Faites bouger les choses : en tant que sportif, responsable, fan ou organisateur.
La SSR est le seul média à proposer une offre sportive complète dans les quatre langues nationales, assurée par ses propres rédactions spécialisées. Aucun diffuseur privé n’est en mesure de le faire : sur un marché suisse fortement fragmenté et quadrilingue, un financement purement privé n’est pas rentable.
La présence médiatique est la base du sponsoring et de la croissance des effectifs des petites fédérations. La SSR offre à ces disciplines la scène dont elles ont besoin. Sans cette scène, c’est le financement qui disparaît.

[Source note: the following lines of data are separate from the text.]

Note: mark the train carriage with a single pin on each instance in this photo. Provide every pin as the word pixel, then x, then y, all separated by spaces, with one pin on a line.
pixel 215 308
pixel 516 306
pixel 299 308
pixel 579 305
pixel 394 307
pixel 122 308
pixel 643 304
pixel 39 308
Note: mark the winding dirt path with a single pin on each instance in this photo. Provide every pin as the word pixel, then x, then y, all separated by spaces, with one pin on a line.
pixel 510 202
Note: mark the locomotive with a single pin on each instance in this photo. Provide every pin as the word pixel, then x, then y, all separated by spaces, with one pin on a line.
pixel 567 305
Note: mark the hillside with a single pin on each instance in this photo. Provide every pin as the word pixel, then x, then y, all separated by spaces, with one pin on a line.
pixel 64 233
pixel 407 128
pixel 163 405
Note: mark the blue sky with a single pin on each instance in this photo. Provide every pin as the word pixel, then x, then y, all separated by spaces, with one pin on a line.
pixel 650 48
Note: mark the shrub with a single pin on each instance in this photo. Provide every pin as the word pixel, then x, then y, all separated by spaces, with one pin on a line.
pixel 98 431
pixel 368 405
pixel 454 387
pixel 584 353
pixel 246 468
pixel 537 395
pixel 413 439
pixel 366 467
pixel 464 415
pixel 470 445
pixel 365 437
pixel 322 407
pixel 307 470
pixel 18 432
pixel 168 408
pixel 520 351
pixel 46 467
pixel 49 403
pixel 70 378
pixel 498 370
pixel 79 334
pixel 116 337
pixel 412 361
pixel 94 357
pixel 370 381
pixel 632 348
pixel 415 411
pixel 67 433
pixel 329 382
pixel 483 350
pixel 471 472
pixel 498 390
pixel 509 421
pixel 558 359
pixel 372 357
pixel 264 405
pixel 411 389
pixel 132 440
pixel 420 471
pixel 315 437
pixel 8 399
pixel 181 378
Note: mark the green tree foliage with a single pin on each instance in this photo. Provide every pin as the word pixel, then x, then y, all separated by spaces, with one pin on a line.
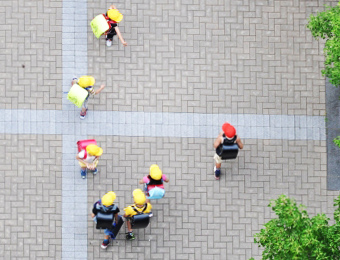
pixel 326 25
pixel 294 235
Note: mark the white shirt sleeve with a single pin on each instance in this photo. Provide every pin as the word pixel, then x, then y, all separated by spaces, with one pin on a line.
pixel 81 154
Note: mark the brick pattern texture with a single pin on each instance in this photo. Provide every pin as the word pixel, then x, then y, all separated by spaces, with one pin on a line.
pixel 30 196
pixel 30 54
pixel 201 218
pixel 211 57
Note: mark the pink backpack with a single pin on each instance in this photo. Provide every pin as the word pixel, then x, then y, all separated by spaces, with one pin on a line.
pixel 82 144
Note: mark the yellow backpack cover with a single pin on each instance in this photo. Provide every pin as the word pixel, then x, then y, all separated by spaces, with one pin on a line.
pixel 77 95
pixel 86 81
pixel 99 25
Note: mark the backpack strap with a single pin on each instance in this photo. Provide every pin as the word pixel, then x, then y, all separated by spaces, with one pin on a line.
pixel 139 213
pixel 227 141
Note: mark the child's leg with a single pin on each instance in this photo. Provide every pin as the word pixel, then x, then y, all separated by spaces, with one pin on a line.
pixel 84 106
pixel 83 172
pixel 111 33
pixel 74 81
pixel 217 168
pixel 129 225
pixel 129 235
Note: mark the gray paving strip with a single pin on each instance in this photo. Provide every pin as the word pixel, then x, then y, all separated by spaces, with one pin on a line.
pixel 161 124
pixel 74 189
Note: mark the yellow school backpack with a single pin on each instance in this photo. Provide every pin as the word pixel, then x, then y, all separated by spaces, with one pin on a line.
pixel 77 95
pixel 99 25
pixel 86 81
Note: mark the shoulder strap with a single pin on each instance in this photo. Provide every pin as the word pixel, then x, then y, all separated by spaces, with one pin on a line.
pixel 133 207
pixel 146 205
pixel 138 212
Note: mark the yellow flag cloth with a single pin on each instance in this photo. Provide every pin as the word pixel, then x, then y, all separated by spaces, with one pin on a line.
pixel 99 25
pixel 77 95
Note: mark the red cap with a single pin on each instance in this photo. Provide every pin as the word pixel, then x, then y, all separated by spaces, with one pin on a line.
pixel 229 130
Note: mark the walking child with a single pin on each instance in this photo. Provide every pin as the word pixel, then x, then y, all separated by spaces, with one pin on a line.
pixel 227 136
pixel 88 159
pixel 106 205
pixel 113 17
pixel 154 188
pixel 140 206
pixel 87 83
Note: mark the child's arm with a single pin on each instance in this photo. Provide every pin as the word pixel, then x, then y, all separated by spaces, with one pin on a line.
pixel 82 161
pixel 239 142
pixel 100 89
pixel 120 36
pixel 218 140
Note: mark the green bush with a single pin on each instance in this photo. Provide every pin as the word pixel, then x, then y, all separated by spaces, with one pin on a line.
pixel 326 25
pixel 293 235
pixel 336 140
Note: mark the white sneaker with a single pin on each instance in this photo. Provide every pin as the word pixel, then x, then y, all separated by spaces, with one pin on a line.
pixel 108 43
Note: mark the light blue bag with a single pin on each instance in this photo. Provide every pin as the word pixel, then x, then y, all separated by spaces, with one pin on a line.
pixel 156 193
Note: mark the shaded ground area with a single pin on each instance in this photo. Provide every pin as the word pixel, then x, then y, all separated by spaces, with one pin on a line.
pixel 30 196
pixel 201 218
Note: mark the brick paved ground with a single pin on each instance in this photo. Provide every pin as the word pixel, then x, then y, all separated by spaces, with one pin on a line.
pixel 211 57
pixel 30 196
pixel 201 218
pixel 30 36
pixel 183 56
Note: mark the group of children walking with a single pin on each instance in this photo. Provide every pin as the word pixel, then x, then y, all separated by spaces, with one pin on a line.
pixel 140 206
pixel 89 152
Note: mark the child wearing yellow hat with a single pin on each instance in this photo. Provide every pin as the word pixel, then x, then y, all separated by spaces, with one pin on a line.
pixel 88 159
pixel 154 180
pixel 106 205
pixel 113 17
pixel 140 206
pixel 87 83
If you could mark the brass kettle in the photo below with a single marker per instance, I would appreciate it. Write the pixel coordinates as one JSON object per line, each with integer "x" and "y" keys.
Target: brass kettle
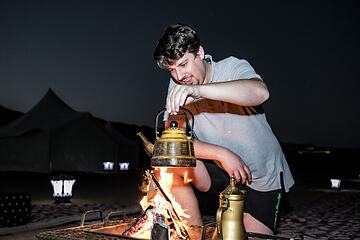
{"x": 174, "y": 148}
{"x": 229, "y": 216}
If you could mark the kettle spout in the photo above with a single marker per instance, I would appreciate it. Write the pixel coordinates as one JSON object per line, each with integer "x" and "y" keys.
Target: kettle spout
{"x": 148, "y": 147}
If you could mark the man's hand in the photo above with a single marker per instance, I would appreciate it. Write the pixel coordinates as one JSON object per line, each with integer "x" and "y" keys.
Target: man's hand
{"x": 180, "y": 95}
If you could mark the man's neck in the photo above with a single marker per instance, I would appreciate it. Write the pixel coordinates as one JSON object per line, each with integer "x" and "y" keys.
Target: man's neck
{"x": 207, "y": 72}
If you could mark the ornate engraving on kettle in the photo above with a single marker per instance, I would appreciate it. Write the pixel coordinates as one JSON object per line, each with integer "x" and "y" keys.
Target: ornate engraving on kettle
{"x": 174, "y": 148}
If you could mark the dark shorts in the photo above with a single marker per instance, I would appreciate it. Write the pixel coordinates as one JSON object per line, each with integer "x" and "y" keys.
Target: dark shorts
{"x": 264, "y": 206}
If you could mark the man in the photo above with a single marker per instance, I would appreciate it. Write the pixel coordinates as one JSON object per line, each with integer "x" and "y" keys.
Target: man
{"x": 225, "y": 98}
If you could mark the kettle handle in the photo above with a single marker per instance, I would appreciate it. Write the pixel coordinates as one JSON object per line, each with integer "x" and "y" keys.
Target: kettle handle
{"x": 181, "y": 108}
{"x": 219, "y": 213}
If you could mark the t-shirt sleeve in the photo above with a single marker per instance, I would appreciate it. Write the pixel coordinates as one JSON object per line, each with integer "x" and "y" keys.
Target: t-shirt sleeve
{"x": 241, "y": 69}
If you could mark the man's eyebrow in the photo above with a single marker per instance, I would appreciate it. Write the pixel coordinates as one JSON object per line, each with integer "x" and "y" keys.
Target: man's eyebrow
{"x": 182, "y": 62}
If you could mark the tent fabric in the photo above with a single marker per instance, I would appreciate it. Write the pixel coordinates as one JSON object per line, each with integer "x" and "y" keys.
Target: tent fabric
{"x": 53, "y": 137}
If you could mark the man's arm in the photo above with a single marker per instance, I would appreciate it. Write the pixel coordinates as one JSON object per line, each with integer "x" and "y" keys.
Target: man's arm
{"x": 246, "y": 92}
{"x": 227, "y": 159}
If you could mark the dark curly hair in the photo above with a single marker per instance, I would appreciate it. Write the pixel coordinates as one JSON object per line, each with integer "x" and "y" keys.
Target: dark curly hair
{"x": 175, "y": 41}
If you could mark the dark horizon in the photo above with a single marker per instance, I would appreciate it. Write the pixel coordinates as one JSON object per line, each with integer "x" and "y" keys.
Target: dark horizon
{"x": 97, "y": 57}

Prétendre que la SSR évince les médias privés est faux. Elle mise résolument sur la collaboration : les droits de licence sont cédés à des conditions avantageuses à des diffuseurs privés – de CH Media à Léman Bleu en passant par TeleZüri.
Pour la lutte suisse, la SSR produit les duels de pointe en qualité broadcast tout en permettant à des chaînes comme Tele1 ou TeleBärn de retransmettre en direct les fêtes régionales – un modèle qui renforce l’ensemble du paysage médiatique.
Produire du sport coûte cher : à la SSR, la publicité et le sponsoring ne couvrent que 10 à 20 % des coûts complets. Les diffuseurs privés ne peuvent pas compenser cette différence. La Suisse est fragmentée en quatre régions linguistiques et se trouve en concurrence directe avec l’ARD, la ZDF, l’ORF et TF1.
Partout où les médias publics ont été écartés du sport, le résultat est le même : le sport migre vers la télévision payante. C’est la réalité européenne.
Dans de nombreux pays européens, le sport migre de plus en plus vers la télévision payante. En Allemagne, des tournois du Grand Chelem comme Wimbledon ou l’US Open ne sont plus accessibles gratuitement. Sur les 104 matchs de la Coupe du monde de football, 60 seulement sont encore retransmis en clair. En Norvège, la plupart des courses de Coupe du monde de ski sont sur des chaînes payantes. La Suisse ne doit pas emprunter cette voie.
Les conséquences vont au-delà du porte-monnaie. Une Suisse où seuls les abonnés peuvent regarder l’Euro ou les Championnats du monde de ski perd une part de son identité nationale.